Hurricanes captain Jordan Staal didn’t win NHL leadership award, but deserves recognition

If ever there was a player due to score, one whose line had dominated every matchup it had been asked to shoulder without reward, it was Jordan Staal. And when the time came, it wasn’t off a shin pad, either.

Staal’s score-tying goal in Game 5 on Monday set the tone for the Carolina Hurricanes’ four-goal third period, just as their captain had set the overall tone throughout the playoffs — throughout the season — with his honest, grinding, two-way play, and without ever being rewarded, until a moment when the Hurricanes desperately needed someone to break through.

That it happened to be Staal, scoring his long-awaited first goal of the playoffs with a nifty move to beat Igor Shesterkin, undoubtedly contributed to their rally from the brink of elimination to Thursday’s Game 6 at home with a chance to force a potentially historic Game 7.

“An actual pretty goal like that? It was great,” Hurricanes forward Stefan Noesen said. “He’s our leader for a reason. We rely on him so much and in so many different ways. His job isn’t to score goals, it’s to prevent them, right? So any time he adds to that, it’s a huge bonus, a huge benefit that lifts all the boys up.”

Nothing against Rangers captain Jacob Trouba, announced Tuesday as the winner of the NHL’s comical Mark Messier Leadership Award, the sole criteria for which is “a dude Mark Messier digs,” but there’s an ongoing example of leadership on the other side of the ice in this series that should not go unacknowledged.
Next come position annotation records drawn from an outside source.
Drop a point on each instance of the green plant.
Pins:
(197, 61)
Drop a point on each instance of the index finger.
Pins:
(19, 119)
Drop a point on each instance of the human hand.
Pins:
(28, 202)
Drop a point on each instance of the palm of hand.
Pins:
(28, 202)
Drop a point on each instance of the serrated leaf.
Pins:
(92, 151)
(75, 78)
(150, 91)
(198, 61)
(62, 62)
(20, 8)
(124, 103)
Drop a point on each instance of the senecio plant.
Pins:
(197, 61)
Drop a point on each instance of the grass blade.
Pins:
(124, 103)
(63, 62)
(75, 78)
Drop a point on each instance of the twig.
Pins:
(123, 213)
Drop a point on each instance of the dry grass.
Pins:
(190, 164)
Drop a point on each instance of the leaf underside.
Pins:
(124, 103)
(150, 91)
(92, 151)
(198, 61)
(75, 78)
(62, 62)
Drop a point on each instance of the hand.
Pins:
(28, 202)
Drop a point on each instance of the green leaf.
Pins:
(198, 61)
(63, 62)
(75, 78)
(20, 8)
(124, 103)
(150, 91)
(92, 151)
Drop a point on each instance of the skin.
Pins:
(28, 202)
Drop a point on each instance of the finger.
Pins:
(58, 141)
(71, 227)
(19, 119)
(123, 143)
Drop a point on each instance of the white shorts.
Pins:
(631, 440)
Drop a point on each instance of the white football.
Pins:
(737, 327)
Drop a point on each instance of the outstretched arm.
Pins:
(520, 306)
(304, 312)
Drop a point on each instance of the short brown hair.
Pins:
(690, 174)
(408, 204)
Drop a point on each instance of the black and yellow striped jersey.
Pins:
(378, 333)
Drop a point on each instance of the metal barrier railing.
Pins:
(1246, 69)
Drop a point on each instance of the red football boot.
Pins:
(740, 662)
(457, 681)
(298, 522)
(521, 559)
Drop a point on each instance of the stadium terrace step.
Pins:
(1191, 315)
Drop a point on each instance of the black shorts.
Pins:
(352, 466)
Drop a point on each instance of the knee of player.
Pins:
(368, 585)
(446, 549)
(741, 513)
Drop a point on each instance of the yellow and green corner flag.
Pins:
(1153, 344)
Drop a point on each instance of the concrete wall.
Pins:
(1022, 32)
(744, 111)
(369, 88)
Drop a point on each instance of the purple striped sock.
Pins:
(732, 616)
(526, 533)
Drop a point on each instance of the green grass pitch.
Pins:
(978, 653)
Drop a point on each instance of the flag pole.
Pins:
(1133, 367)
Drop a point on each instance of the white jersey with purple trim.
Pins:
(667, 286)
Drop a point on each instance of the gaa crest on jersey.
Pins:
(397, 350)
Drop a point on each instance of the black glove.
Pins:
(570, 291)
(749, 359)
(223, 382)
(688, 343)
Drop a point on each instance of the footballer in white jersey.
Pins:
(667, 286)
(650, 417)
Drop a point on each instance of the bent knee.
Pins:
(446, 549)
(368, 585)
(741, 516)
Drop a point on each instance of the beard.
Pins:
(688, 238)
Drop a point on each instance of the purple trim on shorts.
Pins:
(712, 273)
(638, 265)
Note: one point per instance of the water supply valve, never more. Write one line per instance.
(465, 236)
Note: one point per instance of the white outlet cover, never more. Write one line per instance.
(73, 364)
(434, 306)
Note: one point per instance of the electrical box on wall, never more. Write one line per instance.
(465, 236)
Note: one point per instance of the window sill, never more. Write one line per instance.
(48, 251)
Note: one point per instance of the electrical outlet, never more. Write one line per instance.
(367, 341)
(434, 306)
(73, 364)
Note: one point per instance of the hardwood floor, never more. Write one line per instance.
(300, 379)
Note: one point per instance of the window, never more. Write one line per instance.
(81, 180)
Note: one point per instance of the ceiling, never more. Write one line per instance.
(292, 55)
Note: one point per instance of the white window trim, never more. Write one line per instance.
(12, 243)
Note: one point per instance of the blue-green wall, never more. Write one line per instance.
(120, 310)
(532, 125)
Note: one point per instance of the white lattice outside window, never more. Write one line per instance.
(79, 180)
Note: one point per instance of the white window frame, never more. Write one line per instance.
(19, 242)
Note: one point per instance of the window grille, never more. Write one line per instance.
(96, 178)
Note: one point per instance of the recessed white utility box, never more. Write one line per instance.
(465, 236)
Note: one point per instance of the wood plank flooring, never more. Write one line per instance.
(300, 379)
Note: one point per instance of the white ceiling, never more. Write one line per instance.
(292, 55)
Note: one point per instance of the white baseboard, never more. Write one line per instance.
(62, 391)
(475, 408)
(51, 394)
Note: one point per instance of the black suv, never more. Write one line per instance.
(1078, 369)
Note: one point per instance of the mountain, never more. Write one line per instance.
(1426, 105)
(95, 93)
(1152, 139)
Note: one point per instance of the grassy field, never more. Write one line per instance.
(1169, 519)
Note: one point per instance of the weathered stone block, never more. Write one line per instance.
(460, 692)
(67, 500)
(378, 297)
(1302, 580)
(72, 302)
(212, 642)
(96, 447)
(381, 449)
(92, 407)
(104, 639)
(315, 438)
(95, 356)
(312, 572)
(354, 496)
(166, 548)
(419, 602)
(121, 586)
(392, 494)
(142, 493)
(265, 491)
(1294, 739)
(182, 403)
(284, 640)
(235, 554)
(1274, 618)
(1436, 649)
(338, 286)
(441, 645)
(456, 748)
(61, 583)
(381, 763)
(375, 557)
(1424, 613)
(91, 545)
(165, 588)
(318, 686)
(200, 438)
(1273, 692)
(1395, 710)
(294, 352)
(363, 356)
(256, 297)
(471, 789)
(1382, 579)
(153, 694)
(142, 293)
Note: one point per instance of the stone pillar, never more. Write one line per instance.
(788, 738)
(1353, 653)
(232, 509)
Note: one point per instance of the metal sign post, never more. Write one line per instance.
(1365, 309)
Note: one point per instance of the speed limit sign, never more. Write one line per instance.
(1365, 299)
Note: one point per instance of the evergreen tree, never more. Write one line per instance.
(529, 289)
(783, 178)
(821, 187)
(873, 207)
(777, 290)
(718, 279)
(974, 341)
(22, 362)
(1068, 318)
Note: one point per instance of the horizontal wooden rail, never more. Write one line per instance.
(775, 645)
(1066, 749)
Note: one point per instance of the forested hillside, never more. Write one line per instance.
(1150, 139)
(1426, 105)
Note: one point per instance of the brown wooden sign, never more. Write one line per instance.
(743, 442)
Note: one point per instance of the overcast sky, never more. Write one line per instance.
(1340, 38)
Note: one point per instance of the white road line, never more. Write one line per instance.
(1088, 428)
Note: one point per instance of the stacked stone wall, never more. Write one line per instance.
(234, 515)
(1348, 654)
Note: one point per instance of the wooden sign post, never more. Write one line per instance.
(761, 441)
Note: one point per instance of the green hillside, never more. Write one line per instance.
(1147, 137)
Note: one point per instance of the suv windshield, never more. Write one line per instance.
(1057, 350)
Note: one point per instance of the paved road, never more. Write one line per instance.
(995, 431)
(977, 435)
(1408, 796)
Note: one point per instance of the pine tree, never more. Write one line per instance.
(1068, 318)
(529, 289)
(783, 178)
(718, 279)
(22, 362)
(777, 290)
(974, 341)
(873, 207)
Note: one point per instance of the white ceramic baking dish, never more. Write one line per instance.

Already a finalist for the Selke Trophy for the first time in 14 years as the NHL’s best defensive forward — an award with actual standards, voted upon by the members of the Professional Hockey Writers Association — Staal has been the engine at the heart of everything the Hurricanes have done, setting an impeccable example with the extraordinary performance of his line alongside Teuvo Teravainen and Seth Jarvis. (And he can’t be blamed for the woes on the power play, either.)

Carolina Hurricanes captain Jordan Staal (11) smiles during practice on Thursday, May 2, 2024 at PNC Arena in Raleigh, N.C.
Carolina Hurricanes captain Jordan Staal (11) smiles during practice on Thursday, May 2, 2024 at PNC Arena in Raleigh, N.C.

If the Hurricanes do manage to pull off a comeback from 3-0 down that’s only happened four times before in NHL history, Staal is already one of the big reasons why, even without his goal, no matter what happens next. He’s a big reason why they even had a chance going into Thursday’s game.

Prior to his goal Monday, it wasn’t even his best game of the playoffs. The standard set is so high — Staal has been on the ice for only one five-on-five goal against in nine postseason games, despite logging the majority of his time against the opposition’s best — that it’s almost impossible to exceed.

His line has seen the most ice time against the Rangers’ top line, the most against the Rangers’ top pairing, and without allowing an even-strength goal. When the Hurricanes talk about being the better team five-on-five, he’s been a big part of it. Maybe the biggest part of it.

“Unreal,” Hurricanes center Sebastian Aho said.

Staal isn’t the all-around player he was in 2009 when he won the Stanley Cup with the Pittsburgh Penguins, sweeping the Hurricanes along the way. The offensive side of his game isn’t what it used to be, a reality he long ago accepted. Hands age, too. But he’s the indispensable fulcrum of everything the Hurricanes try to do, and when things go bad, he’s often the only player sitting at his locker to face the music afterward, as he was when the Hurricanes fell behind 3-0 after losing Game 3 in overtime.

And then, even at 35, he can still turn back the clock when it really matters, and offer a glimpse of past glory to go with everything else.

“He always tells me he’s got that skill down there somewhere,” Jarvis said. “And that looked like a 2008 Jordan Staal goal. It was beautiful to watch.”

You don’t get a trophy for that, and that may not be enough to catch Messier’s eye. But it’s been enough to get the Hurricanes back in this series.